Wayne Gretzky on the P.K. Subban trade, creativity in hockey and the state of the game

In an interview with CBC, hockey legend Wayne Gretzky summed up the trade that sent P.K. Subban to Nashville this way: "To get a really good player, you have to trade a good player."

'We're emotional as fans, and we're emotional as players,' hockey legend says in reference to trade

Wayne Gretzky poses for a photo to promote his new book in Montreal Tuesday. (Michelle Siu/Canadian Press)

Hockey legend Wayne Gretzky sums up the trade that rocked Montreal this summer this way: "To get a really good player, you have to trade a good player."

"The Nashville Predators got a really good player in P.K. Subban, and the Montreal Canadiens got a really good player in Shea Weber," Gretzky said in an interview.

The Great One spoke to CBC Montreal's Andie Bennett this week to promote his new book, called 99: Stories of the Game.

Here are excerpts of that conversation, which was edited for clarity, beginning with a question about the deal that sent Subban to Nashville for Weber this summer.

When you have that kind of deal, how much is involved that has little to do with hockey?

When deals like this happen, everybody is so emotional, because people are human, and there's disappointment that comes along with being traded.

It's a tough decision for an organization, and it's tough for a player when he finds out he's been traded, especially a guy as popular as P.K. Subban. 

I always say this to players and I say this to fans, to get a really good player you have to trade a good player.

The best way to sum up this trade is to say the Nashville Predators got a really good player in P.K. Subban, and the Montreal Canadiens got a really good player in Shea Weber.

One fan took out a full page newspaper ad after the trade.

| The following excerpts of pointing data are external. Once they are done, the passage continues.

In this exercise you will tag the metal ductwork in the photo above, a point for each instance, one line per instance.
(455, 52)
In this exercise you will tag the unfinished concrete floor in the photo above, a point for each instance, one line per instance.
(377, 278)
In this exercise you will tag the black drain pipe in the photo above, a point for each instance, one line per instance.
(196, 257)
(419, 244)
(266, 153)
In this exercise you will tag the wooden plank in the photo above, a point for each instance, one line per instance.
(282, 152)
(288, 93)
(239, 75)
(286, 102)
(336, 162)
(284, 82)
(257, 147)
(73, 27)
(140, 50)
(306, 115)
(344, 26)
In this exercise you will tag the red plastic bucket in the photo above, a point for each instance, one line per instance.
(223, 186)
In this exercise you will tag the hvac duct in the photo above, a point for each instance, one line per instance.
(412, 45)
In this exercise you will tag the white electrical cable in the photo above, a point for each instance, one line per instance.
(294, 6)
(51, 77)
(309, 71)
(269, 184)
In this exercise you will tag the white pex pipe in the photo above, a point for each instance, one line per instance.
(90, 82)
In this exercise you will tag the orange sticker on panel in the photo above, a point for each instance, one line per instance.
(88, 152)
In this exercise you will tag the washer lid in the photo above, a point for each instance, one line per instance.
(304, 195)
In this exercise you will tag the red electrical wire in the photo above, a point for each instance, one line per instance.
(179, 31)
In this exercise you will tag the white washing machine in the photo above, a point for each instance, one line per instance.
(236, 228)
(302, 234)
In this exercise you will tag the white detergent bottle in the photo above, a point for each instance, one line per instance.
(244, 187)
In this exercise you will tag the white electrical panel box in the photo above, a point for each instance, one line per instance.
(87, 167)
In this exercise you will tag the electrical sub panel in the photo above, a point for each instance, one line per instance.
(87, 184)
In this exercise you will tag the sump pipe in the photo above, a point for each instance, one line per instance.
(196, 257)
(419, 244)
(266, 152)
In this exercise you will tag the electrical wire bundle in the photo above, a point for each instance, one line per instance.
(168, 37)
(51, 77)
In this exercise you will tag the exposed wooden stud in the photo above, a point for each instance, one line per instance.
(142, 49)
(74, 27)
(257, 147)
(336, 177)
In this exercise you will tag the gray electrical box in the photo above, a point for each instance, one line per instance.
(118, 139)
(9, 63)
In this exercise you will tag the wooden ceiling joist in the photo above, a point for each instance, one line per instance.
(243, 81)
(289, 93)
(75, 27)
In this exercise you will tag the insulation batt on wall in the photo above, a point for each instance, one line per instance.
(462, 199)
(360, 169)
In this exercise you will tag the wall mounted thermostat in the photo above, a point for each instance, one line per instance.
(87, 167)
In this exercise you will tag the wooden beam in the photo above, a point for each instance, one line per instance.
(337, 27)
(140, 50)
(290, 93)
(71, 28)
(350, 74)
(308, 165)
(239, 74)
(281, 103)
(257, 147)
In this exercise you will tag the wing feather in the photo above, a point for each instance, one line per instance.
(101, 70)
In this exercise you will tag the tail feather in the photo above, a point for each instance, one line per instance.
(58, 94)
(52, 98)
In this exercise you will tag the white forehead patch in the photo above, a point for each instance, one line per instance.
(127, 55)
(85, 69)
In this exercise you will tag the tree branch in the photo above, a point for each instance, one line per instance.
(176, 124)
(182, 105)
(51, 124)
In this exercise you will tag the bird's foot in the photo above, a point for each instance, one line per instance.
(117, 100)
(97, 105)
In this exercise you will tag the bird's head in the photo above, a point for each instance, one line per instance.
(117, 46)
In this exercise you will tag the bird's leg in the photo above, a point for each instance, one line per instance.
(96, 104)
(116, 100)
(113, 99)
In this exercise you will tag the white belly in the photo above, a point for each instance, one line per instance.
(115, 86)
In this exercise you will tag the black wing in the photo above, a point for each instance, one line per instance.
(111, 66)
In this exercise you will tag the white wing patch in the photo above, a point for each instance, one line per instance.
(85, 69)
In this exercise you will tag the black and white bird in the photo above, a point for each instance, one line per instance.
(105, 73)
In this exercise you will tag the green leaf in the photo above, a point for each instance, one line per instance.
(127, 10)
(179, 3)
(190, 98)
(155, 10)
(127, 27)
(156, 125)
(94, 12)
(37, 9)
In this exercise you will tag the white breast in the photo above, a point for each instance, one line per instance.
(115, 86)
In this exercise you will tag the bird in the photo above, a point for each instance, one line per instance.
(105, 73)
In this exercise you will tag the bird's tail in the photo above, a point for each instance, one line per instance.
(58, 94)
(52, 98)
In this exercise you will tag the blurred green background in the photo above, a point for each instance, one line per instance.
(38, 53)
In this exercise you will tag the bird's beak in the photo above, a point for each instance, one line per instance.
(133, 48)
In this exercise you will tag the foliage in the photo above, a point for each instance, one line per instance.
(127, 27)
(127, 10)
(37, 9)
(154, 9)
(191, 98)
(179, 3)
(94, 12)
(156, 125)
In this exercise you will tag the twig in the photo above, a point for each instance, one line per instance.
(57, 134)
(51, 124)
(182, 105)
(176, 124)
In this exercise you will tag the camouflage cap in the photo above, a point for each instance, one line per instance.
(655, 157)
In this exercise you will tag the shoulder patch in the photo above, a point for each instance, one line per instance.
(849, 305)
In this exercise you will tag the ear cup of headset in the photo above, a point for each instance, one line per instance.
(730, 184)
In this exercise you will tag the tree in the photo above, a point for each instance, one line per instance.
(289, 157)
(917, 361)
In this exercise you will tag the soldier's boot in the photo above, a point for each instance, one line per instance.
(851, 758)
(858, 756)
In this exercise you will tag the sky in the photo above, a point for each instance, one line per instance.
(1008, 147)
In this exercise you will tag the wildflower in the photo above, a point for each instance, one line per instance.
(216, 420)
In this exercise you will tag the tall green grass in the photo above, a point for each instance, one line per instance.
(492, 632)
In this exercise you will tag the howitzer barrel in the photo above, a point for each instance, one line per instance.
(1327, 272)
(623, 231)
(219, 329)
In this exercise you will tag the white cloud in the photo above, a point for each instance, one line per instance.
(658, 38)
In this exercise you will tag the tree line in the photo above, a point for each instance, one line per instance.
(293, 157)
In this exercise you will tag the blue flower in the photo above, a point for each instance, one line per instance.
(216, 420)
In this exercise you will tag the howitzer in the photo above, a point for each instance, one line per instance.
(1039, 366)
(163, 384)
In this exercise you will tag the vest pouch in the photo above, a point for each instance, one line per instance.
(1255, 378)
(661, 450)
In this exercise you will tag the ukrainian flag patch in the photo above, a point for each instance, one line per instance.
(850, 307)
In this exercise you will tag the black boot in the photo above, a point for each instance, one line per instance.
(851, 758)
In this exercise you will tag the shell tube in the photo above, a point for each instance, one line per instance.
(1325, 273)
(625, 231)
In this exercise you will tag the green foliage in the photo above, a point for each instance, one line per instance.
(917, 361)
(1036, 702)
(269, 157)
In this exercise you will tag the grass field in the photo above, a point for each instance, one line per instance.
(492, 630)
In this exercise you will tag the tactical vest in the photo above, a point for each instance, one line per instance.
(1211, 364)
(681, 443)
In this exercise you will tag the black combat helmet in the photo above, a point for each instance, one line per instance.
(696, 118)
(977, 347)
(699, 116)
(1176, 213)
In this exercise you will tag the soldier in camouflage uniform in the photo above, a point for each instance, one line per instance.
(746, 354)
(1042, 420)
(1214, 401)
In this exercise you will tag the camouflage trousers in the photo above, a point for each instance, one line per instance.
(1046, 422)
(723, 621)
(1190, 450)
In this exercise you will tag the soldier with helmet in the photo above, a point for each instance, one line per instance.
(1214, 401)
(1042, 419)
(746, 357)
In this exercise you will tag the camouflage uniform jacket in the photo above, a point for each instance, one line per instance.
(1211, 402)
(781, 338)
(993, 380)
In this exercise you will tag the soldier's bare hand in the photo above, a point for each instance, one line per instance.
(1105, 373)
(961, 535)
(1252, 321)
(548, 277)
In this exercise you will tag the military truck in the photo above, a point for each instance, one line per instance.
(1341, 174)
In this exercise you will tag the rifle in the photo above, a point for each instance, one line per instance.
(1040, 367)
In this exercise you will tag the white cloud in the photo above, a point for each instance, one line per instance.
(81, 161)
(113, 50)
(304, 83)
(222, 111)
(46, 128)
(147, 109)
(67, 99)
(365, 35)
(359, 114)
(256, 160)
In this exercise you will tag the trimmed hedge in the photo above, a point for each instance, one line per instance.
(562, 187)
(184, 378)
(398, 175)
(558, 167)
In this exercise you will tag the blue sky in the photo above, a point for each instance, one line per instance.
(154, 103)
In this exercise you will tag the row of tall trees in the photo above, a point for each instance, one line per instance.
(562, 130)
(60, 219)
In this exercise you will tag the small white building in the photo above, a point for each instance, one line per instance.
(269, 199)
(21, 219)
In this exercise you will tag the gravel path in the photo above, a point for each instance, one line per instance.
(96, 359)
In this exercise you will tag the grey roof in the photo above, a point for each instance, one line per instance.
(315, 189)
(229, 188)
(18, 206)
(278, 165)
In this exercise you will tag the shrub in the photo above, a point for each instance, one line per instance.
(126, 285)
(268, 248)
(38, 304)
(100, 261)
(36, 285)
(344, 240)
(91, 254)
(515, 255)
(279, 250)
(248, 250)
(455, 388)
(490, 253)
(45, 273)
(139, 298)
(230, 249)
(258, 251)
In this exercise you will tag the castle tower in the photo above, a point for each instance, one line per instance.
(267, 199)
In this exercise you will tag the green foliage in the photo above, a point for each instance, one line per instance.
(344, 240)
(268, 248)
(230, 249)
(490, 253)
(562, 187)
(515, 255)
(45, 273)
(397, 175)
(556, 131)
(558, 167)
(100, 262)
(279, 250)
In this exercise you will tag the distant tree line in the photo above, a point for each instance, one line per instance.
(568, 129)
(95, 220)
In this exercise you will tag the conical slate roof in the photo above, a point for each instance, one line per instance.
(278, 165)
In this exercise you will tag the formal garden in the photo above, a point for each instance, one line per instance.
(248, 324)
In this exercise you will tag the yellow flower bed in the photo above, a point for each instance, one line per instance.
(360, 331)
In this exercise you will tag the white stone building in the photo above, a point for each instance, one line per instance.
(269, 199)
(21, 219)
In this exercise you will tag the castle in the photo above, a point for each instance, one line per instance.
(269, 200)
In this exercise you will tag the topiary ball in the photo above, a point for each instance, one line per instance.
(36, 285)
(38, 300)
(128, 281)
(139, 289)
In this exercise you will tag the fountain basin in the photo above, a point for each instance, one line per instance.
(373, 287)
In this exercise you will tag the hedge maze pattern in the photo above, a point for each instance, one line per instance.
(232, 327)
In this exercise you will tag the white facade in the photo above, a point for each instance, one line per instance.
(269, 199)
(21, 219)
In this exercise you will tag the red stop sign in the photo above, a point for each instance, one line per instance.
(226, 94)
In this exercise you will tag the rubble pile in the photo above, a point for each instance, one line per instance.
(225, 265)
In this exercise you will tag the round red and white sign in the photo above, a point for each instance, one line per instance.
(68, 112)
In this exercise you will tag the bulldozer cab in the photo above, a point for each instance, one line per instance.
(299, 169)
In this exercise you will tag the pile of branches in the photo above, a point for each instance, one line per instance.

Is that a fair reaction for a fan to have?

Absolutely it is. The fans are what makes the organization and the teams so historical and so storied. Listen, I grew up idolizing Gordie Howe, and when he retired I was devastated. And he just retired, he didn't even get traded.

We're emotional as fans, and we're emotional as players, and what people have to understand is these kids, guys like P.K. Subban, they are great in the community, and they help people who are less fortunate.

They do things beyond what just being a hockey player and playing the game is, and so that's why fans have the right to react the way they do, because they almost treat these guys like they do their own family.

What excites you about the game today?

The talent that the players have – these players who come who are playing at a high level at 18, 19, 20 years of age.

They come and they are fast and big and strong, and they understand the game, and they have a sense of wanting to win a championship. 

I just think that the game is in better shape than it's ever been.

Is there still room for creativity in the NHL?

We've lost a little bit of that, because junior hockey and youth hockey is so structured now, kids who come into the National Hockey League come in and are playing as good defensively as anybody.

We're a little bit in a defensive mode. It's tough to get 100 points. 

The coaching is probably better, the teaching is better, the goaltending is better so it makes it difficult to score.